Abstract
As animals adapt to new situations, neuromodulation is a potent way to alter behavior, yet mechanisms by which neuromodulatory nuclei compute during behavior are underexplored. The serotonergic raphe supports motor learning in larval zebrafish by visually detecting distance traveled during swims, encoding action effectiveness, and modulating motor vigor. We found that swimming opens a gate for visual input to cause spiking in serotonergic neurons, enabling encoding of action outcomes and filtering out learning-irrelevant visual signals. Using light-sheet microscopy, voltage sensors, and neurotransmitter/modulator sensors, we tracked millisecond-timescale neuronal input-output computations during behavior. Swim commands initially inhibited serotonergic neurons via GABA, closing the gate to spiking.

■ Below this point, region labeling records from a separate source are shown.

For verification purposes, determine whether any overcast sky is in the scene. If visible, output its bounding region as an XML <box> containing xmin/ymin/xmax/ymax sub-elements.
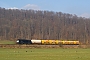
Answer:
<box><xmin>0</xmin><ymin>0</ymin><xmax>90</xmax><ymax>18</ymax></box>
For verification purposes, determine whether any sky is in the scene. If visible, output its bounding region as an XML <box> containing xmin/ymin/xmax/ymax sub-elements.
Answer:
<box><xmin>0</xmin><ymin>0</ymin><xmax>90</xmax><ymax>18</ymax></box>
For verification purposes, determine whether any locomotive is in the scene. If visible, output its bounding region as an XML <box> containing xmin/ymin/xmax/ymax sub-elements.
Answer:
<box><xmin>16</xmin><ymin>39</ymin><xmax>80</xmax><ymax>45</ymax></box>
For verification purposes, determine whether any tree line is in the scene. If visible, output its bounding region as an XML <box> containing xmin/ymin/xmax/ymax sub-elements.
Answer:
<box><xmin>0</xmin><ymin>8</ymin><xmax>90</xmax><ymax>44</ymax></box>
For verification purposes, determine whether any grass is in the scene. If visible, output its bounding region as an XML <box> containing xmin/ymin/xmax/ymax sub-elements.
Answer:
<box><xmin>0</xmin><ymin>40</ymin><xmax>15</xmax><ymax>44</ymax></box>
<box><xmin>0</xmin><ymin>48</ymin><xmax>90</xmax><ymax>60</ymax></box>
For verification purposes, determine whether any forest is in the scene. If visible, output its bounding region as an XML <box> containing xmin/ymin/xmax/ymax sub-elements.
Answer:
<box><xmin>0</xmin><ymin>7</ymin><xmax>90</xmax><ymax>44</ymax></box>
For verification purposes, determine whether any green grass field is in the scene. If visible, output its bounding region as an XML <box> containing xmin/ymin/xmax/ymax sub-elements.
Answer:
<box><xmin>0</xmin><ymin>48</ymin><xmax>90</xmax><ymax>60</ymax></box>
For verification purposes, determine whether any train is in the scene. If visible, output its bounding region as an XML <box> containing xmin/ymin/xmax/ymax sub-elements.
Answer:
<box><xmin>16</xmin><ymin>39</ymin><xmax>80</xmax><ymax>45</ymax></box>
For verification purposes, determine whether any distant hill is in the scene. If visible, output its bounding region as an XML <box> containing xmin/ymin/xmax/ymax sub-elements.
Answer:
<box><xmin>0</xmin><ymin>8</ymin><xmax>90</xmax><ymax>44</ymax></box>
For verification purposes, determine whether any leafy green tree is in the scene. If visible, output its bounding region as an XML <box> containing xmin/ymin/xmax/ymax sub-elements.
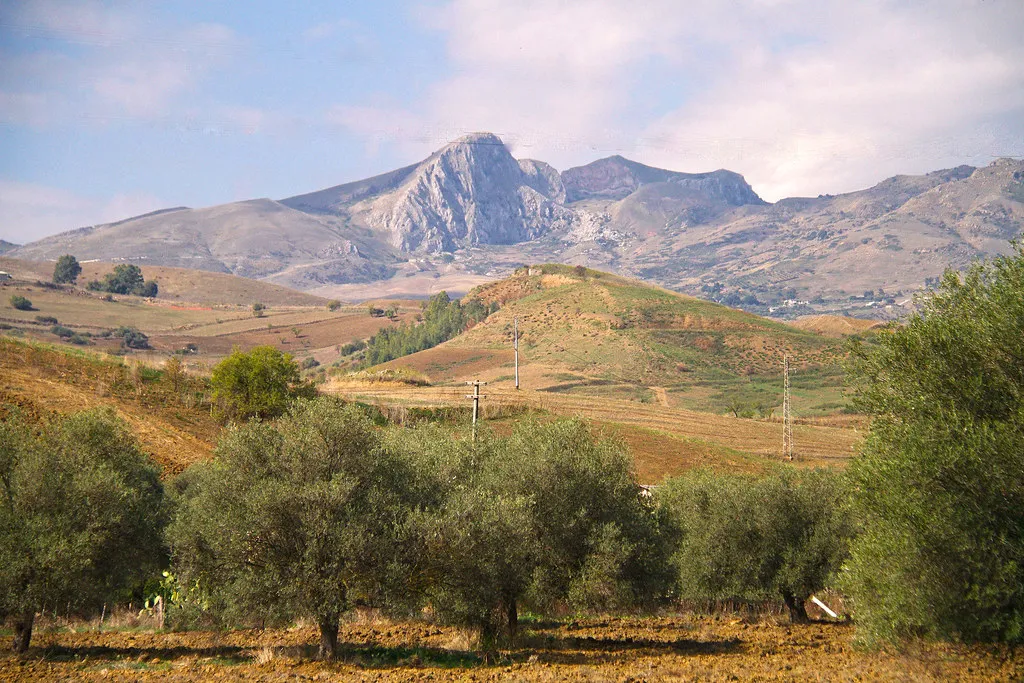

Immediately after, the gate briefly opened: voltage increased consistent with post-inhibitory rebound, allowing swim-induced visual motion to evoke firing through glutamate, triggering serotonin secretion and modulating motor vigor. Ablating GABAergic neurons impaired raphe coding and motor learning. Thus, serotonergic neuromodulation arises from action-outcome coincidence detection within the raphe, suggesting the existence of similarly fast and precise circuit computations across neuromodulatory nuclei.
Competing Interest Statement
The authors have declared no competing interest.